Oh dear, you are 100% correct. Fixed. Thanks Tim
WILL SHIFT HAPPEN IN POCl3 ELIMINATION?
THIS IS MY FIRST COMMENT. WHY IS IT SHOWING I ALREADY SENT IT BEFORE?
No, hydride shifts do not occur in POCl3 eliminations, since it does not go through a free carbocation.
sir,what happens if POCl3 REACTS WITH ALKENE IN PRESENCE OF P2O5
POCl3 doesn’t react with alkenes. Did you mean alcohol?
I read somewhere that thorium dioxide also does the same thing(E2) Is it true?
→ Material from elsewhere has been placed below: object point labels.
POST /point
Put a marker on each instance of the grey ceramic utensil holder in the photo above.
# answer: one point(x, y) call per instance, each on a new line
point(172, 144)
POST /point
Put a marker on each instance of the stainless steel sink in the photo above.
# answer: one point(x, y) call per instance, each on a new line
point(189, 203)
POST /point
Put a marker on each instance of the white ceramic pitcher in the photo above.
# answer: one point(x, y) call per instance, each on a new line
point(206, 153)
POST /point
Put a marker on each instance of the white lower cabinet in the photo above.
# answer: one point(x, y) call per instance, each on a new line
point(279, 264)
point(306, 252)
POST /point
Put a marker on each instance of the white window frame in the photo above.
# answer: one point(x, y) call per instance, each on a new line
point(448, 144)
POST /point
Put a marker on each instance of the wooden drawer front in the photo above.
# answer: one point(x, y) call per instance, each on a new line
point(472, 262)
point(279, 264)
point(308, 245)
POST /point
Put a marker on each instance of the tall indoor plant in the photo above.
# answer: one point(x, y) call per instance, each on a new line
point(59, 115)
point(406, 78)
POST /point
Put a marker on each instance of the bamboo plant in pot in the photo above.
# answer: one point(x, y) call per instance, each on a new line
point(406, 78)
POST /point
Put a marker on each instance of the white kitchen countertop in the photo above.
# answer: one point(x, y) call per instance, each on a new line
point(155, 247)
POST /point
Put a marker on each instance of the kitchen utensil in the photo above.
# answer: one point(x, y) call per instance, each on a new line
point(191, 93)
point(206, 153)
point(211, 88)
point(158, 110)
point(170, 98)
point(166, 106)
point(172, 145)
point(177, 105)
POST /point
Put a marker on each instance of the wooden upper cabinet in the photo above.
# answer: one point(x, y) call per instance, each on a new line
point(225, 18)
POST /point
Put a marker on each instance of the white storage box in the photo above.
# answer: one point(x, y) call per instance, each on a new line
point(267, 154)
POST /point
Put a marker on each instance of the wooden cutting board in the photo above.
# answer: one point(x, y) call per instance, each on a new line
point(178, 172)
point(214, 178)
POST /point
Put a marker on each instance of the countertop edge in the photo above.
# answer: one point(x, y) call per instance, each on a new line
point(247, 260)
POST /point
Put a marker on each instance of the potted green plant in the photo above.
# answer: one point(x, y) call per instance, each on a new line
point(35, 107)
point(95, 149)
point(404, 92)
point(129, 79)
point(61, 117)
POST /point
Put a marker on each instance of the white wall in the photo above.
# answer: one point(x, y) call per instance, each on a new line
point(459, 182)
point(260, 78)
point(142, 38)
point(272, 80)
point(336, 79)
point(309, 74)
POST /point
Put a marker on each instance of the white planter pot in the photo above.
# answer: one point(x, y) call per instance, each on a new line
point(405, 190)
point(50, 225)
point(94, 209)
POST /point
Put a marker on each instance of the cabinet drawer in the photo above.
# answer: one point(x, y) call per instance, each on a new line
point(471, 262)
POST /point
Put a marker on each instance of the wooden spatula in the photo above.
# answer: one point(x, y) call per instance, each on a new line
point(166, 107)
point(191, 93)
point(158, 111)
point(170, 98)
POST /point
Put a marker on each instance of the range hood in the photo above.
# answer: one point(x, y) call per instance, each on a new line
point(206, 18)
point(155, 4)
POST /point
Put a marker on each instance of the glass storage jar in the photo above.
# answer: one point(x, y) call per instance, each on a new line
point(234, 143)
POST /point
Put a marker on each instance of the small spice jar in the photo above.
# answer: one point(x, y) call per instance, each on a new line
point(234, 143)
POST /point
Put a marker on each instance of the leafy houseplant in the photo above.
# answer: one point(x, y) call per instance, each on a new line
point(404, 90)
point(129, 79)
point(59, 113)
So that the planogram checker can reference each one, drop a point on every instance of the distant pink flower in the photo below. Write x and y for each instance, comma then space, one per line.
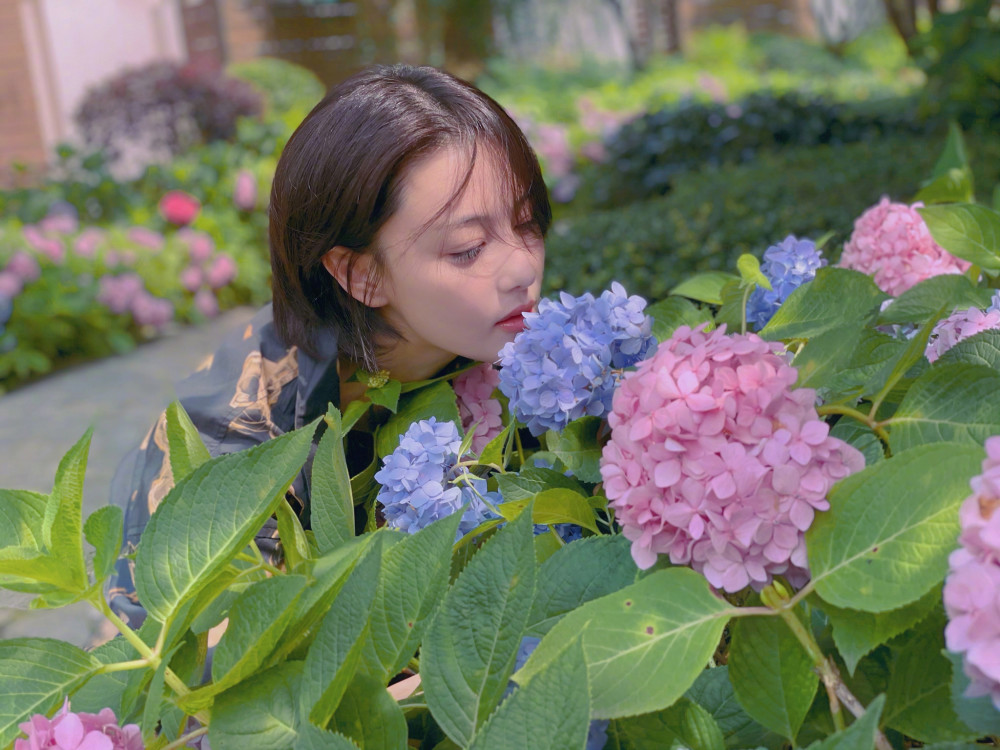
245, 191
891, 243
85, 245
959, 326
221, 272
192, 278
51, 248
24, 266
10, 284
717, 462
146, 238
476, 405
206, 303
179, 208
78, 731
972, 589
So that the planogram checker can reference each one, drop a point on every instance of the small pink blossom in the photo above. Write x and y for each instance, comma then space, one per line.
221, 272
192, 278
476, 405
245, 190
891, 243
10, 284
972, 589
179, 208
206, 303
717, 462
146, 238
78, 731
24, 266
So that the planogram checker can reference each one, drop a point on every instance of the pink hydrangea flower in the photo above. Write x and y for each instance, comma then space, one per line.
958, 326
179, 208
221, 272
972, 589
206, 303
717, 462
245, 190
24, 266
49, 247
79, 731
477, 406
146, 238
891, 243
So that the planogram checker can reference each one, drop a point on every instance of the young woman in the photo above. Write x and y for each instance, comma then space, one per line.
407, 219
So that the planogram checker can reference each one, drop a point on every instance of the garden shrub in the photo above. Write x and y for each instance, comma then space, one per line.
713, 216
163, 108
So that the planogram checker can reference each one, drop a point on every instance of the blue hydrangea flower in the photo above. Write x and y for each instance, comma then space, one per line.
788, 266
418, 481
566, 363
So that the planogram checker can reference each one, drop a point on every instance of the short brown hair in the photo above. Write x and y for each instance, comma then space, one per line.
339, 180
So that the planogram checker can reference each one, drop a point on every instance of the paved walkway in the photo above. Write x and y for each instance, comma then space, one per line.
120, 397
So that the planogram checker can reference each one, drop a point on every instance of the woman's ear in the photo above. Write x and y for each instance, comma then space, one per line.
357, 279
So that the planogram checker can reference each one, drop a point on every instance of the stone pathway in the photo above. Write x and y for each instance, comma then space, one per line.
120, 397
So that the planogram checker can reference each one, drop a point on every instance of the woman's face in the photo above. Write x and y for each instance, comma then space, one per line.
457, 284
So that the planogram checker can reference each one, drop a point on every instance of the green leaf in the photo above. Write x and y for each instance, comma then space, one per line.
918, 699
260, 713
749, 268
413, 579
436, 400
36, 675
772, 674
713, 691
921, 302
331, 501
685, 723
948, 403
982, 348
187, 450
470, 647
704, 287
858, 633
966, 230
835, 297
552, 712
333, 655
368, 715
63, 526
577, 447
554, 506
103, 530
673, 312
579, 572
886, 539
861, 734
232, 495
978, 713
644, 644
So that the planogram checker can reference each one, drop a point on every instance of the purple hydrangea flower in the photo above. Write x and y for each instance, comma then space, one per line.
788, 266
567, 361
418, 481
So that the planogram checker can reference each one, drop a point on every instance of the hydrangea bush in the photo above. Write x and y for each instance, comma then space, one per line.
773, 541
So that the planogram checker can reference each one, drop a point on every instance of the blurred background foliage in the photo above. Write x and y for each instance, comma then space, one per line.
674, 159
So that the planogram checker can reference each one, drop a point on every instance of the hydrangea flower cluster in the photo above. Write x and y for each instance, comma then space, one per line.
476, 405
972, 588
567, 361
891, 243
960, 325
79, 731
717, 462
787, 265
418, 484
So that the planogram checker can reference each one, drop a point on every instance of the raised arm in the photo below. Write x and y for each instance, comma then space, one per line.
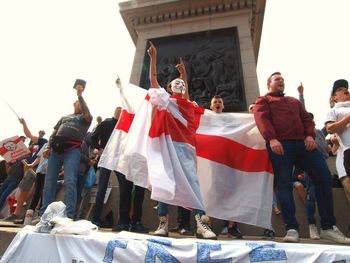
152, 52
183, 75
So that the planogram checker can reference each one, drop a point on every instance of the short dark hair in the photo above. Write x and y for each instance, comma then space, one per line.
273, 74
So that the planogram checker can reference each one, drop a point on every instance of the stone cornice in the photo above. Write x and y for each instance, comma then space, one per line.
137, 13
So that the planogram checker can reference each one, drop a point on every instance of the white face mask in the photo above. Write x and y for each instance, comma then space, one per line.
178, 86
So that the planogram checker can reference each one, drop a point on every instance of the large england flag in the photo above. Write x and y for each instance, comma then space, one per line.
152, 147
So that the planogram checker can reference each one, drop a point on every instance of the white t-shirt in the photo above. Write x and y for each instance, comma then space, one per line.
338, 112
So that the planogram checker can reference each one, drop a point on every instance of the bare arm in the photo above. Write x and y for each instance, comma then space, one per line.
152, 52
183, 75
27, 132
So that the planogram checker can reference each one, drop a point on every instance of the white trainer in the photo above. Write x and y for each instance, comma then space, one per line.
162, 229
203, 229
313, 232
335, 235
291, 236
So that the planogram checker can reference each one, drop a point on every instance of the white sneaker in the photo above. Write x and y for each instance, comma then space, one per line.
334, 235
203, 229
313, 232
291, 236
162, 229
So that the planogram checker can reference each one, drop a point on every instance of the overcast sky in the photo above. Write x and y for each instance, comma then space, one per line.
45, 45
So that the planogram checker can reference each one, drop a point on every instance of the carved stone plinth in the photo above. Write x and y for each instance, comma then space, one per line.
218, 40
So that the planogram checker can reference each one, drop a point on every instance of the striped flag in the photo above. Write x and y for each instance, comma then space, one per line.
153, 147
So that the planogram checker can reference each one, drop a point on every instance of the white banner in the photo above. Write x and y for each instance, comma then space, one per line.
28, 246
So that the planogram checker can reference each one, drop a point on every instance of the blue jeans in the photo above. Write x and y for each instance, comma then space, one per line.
7, 187
163, 210
71, 161
314, 164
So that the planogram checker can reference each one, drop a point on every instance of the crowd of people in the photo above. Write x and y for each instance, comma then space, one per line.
296, 149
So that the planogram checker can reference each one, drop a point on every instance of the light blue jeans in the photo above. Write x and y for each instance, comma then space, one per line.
70, 160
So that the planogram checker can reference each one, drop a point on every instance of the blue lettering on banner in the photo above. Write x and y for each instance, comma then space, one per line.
112, 244
203, 253
156, 250
266, 252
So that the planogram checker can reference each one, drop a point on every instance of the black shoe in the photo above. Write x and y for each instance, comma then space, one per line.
121, 227
268, 234
138, 228
234, 231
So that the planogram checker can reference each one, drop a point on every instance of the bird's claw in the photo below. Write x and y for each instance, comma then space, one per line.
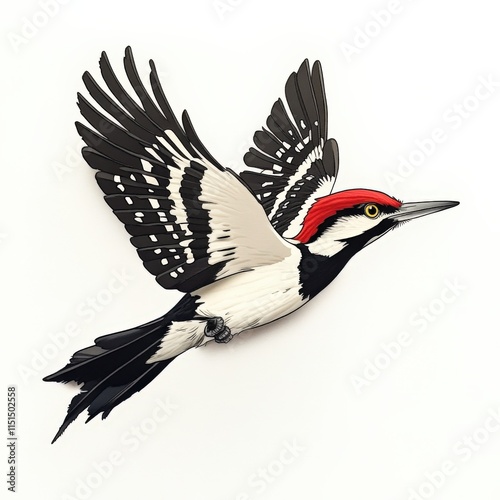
216, 328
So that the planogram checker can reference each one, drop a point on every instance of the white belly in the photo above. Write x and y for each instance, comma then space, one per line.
245, 300
254, 298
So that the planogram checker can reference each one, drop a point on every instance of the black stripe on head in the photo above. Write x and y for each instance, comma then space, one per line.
351, 211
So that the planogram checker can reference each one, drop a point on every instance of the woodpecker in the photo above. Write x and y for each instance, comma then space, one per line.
244, 249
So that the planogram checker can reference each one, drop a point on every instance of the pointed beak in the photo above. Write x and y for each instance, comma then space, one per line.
409, 211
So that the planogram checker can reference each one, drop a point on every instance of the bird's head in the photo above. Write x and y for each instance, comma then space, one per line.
357, 217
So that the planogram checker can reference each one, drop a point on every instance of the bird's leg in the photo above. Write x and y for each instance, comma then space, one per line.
216, 328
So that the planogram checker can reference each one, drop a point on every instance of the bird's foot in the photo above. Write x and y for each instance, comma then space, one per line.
216, 328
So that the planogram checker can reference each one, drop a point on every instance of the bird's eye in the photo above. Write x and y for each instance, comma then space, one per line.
372, 210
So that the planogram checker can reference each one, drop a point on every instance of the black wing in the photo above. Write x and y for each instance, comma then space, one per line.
192, 221
295, 163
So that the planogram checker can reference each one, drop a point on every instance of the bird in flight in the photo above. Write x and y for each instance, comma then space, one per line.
244, 249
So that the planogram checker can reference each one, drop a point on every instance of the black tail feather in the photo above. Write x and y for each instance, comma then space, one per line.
117, 367
112, 370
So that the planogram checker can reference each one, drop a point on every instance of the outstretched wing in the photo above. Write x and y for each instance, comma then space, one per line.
295, 163
192, 221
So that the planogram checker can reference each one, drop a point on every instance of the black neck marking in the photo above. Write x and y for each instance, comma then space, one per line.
318, 271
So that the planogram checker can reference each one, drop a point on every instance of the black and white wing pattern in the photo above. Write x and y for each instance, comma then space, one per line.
192, 221
295, 163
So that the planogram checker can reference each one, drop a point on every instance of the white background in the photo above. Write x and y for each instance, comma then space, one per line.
237, 406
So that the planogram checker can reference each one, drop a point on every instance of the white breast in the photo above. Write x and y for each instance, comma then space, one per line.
254, 298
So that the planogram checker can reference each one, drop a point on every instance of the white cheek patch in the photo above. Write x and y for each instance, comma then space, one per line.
331, 241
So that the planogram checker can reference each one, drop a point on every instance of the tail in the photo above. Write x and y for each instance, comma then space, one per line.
116, 367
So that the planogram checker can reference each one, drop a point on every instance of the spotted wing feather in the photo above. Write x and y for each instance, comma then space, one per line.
293, 163
192, 221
Thorium oxide? That’s a new one to me. Although there is a reaction called the Ruzicka cyclization which involves heating dicarboxylic acids with ThO2 to very high temperatures. https://onlinelibrary.wiley.com/doi/abs/10.1002/hlca.19260090130
Why POCl3 gives elimination and SOCl2 gives substitution? (Both reactions with same reagents..for example a secondary alcohol and pyridine). In case of SOCl2, p
Can pyridine attack a beta H anyway?
I love you. Best teacher EVER.
The addition of the alcohol to POCl3 is denoted as forming a chlorophosphite. Should this be a chlorophosphate? If not, why not?
Shoot, you are right. It should read, “chlorophosphate”.
I’ve seen some texts show SN2 at P of POCl3 and S of SOCl2. Clayden 2E (p 729 and p 214) are examples of this. Is there any evidence for the presence of pentacoordinate phosphorus or sulfur intermediates in these reactions? What are the pros and cons of each depiction?